Elephant experts and wildlife protection groups across Africa have called for the elephant export to be halted and for all future captures to be stopped. The African Elephant Coalition, an alliance of 32 African countries, has called on Zimbabwe to end the export of wild elephants to zoos and other captive facilities, and in March this year the Zimbabwe-based People and Earth Solidarity Law Network (now called Advocates4Earth) filed a legal challenge to the Zimbabwean government. The export of elephants while this challenge is being considered by the Courts would be potentially unlawful.
Lenin Chisaira, Environmental Lawyer, Advocates4Earth said: “The secrecy around the ongoing capture and trade of Zimbabwe’s wildlife exposes lack of accountability, transparency and a hint of arrogance by Zimbabwean authorities. They seem prepared to go ahead despite global outcry and advice. They also seem keen to go against local pressure , and local legal processes considering the case we launched early this year which is centred on the welfare and trading of these elephants.”
Timeline
- 2012 to 2017: Zimbabwe exported a total of 109 baby elephants to Chinese zoos . During the 2012 shipment, all but one juvenile elephant survived after arriving in China. Photos of the surviving baby elephants, standing alone in dark, barren cells, were shocking. One elephant in the December 2016 shipment died during transit upon arrival in China due to overdose of tranquilizer according to the Chinese customs documentation.
- October 2017: Humane Society International released exclusive footage of 14 young elephants being held prior to export to Chinese zoos who had been captured from Hwange National Park by the Zimbabwe Parks and Wildlife Management Authority (ZPWMA). The footage showed abusive treatment of the calves as they were beaten and kicked whilst being sedated and taken away to the Park’s holding pens.
- January 2018: Humane Society International/Africa and 33 partners, submitted a letter to Zimbabwe’s new president, Emmerson Mnangagwa, pleading for a halt to the horrific abuse and practice of capturing elephants from the wild for captivity.
- August 2019: CITES Parties agreed a near ban on the export of wild-caught African elephants from Zimbabwe and Botswana to captive situations, with exceptions only if in consultation with the CITES Animals Committee and the IUCN African Elephant Specialist Group, an expert group that has publicly stated it does not believe there to be conservation benefits to wild caught elephants being sent to captive facilities. Notably, the government of China abstained while Zimbabwe along with the United States voted against the near-total ban.
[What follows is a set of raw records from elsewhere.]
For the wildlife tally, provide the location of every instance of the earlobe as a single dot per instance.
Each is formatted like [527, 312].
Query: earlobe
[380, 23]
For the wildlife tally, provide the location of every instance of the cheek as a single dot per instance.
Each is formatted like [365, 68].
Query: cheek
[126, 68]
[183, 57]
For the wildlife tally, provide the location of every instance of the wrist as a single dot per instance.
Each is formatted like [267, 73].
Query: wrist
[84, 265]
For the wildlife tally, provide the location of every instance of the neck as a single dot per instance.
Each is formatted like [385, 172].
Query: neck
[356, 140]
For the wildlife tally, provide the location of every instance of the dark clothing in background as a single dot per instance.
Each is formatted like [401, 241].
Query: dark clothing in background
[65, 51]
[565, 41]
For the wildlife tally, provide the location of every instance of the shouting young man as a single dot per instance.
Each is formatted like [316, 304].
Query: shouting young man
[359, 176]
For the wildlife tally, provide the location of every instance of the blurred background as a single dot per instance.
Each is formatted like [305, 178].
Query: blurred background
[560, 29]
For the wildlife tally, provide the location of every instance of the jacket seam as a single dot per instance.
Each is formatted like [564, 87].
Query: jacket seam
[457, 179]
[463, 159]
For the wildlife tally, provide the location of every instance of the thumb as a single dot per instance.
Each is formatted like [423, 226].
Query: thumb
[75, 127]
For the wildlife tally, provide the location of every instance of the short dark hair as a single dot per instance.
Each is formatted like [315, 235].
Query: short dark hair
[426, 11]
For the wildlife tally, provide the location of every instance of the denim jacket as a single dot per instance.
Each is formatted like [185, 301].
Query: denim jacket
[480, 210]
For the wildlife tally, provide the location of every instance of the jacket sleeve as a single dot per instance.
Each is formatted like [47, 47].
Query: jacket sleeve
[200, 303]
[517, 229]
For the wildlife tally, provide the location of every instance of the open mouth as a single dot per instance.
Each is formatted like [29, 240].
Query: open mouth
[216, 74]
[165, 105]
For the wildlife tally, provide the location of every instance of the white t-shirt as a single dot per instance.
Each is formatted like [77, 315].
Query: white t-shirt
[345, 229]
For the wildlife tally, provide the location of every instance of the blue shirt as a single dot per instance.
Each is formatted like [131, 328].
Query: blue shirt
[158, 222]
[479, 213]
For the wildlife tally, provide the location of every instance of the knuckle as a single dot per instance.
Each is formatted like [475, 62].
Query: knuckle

African elephants in Zimbabwe are listed on Appendix II of CITES with an annotation that allows live elephants to be exported to “appropriate and acceptable” destinations. Under this definition, Zimbabwe has been capturing live baby African elephants in the wild for years and exporting them to zoos in China and elsewhere. The new position agreed by CITES Parties in August 2019 clarifies that captive situations outside of the elephants’ natural range and not for conservation purposes, do not constitute appropriate or acceptable destinations.